With this approach, we had one clean and centralized table to store all kinds of likes. Its much easier to expand and flexible. Since “like” is a feature common to many parts of the system, this design keeps it generic and reusable.
But it does has a major downside. We lose direct foreign key enforcement on `resource_id`. Because PostgreSQL cant enforce a foreign key that dynamically points to multiple tables, referential integrity must be handled at the application level. We cannot write a simple join query to join from `comments` table or `posts` table.
For example, to fetch likes for a resource:
```tsx
SELECT COUNT(*)
FROM likes
WHERE resource_id = 'some-uuid'
AND resource_type = 'POST';
```
Now, if we need resource details plus likes, we may need separate queries or application-side logic.

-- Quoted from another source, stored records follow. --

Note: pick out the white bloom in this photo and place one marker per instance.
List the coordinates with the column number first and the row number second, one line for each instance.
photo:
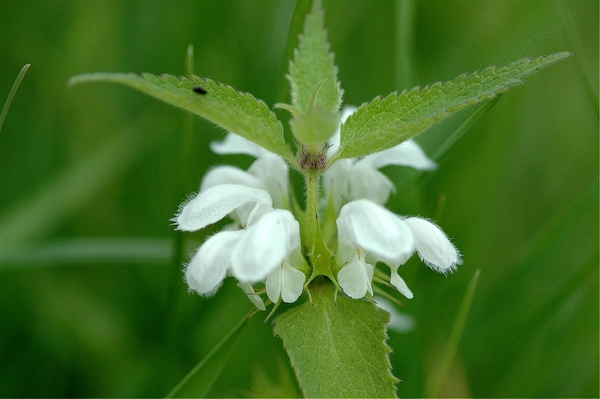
column 351, row 179
column 269, row 241
column 269, row 171
column 398, row 321
column 433, row 246
column 367, row 230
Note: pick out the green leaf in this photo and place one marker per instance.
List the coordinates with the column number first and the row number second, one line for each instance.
column 338, row 351
column 386, row 122
column 313, row 62
column 202, row 377
column 224, row 106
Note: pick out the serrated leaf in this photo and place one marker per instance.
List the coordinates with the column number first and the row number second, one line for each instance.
column 313, row 62
column 222, row 105
column 338, row 351
column 386, row 122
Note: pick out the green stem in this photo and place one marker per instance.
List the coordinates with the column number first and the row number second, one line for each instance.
column 312, row 204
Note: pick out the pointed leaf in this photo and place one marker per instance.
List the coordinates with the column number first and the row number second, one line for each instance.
column 338, row 351
column 386, row 122
column 202, row 377
column 313, row 62
column 226, row 107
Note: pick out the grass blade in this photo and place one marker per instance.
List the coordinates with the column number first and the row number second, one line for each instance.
column 459, row 133
column 405, row 30
column 69, row 191
column 199, row 381
column 434, row 384
column 12, row 93
column 566, row 16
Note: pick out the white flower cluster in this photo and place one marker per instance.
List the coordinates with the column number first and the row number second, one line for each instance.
column 263, row 244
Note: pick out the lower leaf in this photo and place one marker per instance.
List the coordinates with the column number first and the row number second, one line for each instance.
column 338, row 349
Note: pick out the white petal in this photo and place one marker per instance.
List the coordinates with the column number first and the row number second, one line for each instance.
column 229, row 175
column 400, row 284
column 234, row 144
column 366, row 182
column 434, row 248
column 292, row 283
column 273, row 285
column 376, row 230
column 398, row 321
column 285, row 281
column 264, row 246
column 272, row 170
column 334, row 141
column 355, row 278
column 208, row 267
column 215, row 203
column 409, row 153
column 254, row 297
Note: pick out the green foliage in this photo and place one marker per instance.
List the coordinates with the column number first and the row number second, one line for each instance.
column 338, row 350
column 226, row 107
column 386, row 122
column 98, row 325
column 12, row 93
column 313, row 62
column 201, row 378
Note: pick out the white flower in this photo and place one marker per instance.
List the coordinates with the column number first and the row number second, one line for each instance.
column 351, row 179
column 269, row 241
column 269, row 171
column 367, row 230
column 398, row 321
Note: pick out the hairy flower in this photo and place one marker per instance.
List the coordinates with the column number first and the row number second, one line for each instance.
column 367, row 230
column 269, row 241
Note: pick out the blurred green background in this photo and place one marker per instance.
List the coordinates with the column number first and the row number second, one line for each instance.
column 91, row 302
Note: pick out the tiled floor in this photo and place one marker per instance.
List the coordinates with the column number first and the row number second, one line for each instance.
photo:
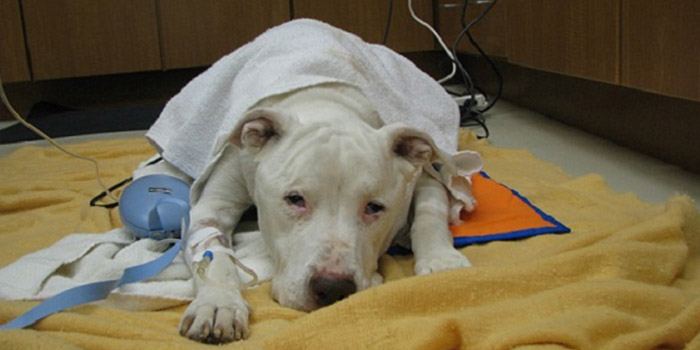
column 576, row 152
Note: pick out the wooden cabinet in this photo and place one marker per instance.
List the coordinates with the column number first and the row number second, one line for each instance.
column 13, row 55
column 71, row 38
column 197, row 33
column 368, row 18
column 579, row 38
column 490, row 32
column 660, row 43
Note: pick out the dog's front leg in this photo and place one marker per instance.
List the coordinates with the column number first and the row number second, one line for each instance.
column 218, row 313
column 431, row 240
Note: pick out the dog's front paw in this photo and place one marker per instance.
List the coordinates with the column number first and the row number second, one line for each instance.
column 445, row 260
column 216, row 315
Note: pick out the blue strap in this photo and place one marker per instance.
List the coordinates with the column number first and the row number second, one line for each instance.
column 93, row 291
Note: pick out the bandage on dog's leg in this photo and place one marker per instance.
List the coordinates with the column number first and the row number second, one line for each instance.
column 431, row 240
column 218, row 313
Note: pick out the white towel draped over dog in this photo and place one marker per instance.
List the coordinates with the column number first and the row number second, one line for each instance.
column 195, row 125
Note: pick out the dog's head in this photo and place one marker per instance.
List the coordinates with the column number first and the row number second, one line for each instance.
column 330, row 199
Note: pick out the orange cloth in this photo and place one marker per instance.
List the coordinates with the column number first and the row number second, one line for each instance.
column 501, row 213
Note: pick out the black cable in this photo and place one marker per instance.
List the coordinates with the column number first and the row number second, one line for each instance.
column 388, row 22
column 465, row 31
column 469, row 115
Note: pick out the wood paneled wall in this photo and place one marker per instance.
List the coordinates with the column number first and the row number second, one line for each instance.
column 13, row 57
column 71, row 38
column 197, row 33
column 367, row 18
column 660, row 46
column 579, row 38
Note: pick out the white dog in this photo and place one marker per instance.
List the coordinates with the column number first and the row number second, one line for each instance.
column 334, row 187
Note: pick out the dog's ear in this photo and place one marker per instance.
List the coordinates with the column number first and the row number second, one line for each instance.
column 259, row 126
column 415, row 146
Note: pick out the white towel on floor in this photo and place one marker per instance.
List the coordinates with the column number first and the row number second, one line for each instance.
column 80, row 259
column 195, row 125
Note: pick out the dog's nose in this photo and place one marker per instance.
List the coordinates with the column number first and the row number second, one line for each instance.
column 327, row 289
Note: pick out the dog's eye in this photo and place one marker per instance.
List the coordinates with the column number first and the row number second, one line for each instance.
column 295, row 199
column 373, row 208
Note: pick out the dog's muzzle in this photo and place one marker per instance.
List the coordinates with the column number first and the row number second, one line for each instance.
column 326, row 288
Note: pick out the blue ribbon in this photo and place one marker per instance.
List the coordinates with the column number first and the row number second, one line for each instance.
column 93, row 291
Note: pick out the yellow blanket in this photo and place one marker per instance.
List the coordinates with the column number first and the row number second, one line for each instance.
column 627, row 277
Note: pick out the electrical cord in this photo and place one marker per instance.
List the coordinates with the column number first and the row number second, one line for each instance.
column 51, row 141
column 438, row 38
column 388, row 22
column 465, row 30
column 470, row 115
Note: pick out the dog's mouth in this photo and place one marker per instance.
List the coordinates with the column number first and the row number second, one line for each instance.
column 328, row 288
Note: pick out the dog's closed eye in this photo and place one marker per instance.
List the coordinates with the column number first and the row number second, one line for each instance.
column 295, row 199
column 374, row 208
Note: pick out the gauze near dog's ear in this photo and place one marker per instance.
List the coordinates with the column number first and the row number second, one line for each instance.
column 415, row 146
column 259, row 126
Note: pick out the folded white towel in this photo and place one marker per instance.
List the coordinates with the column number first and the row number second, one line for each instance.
column 195, row 125
column 80, row 259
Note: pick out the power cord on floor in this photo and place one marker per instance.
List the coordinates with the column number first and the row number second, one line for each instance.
column 470, row 115
column 20, row 119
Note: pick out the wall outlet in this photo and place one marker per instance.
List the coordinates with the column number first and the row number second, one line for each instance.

For our use case though, that trade-off was acceptable. We dont perform heavy cross-entity joins on likes, so the downside was minimal.
## Why This Design Felt Right
The key insight was this:
> “Like” is not tightly coupled to Posts, Comments, or News. Its a behavior shared across resources.
>
By modeling it polymorphically, we treated “like” as a reusable system capability rather than a feature embedded in each entity.
And as our application grows, this decision will likely save us refactoring time.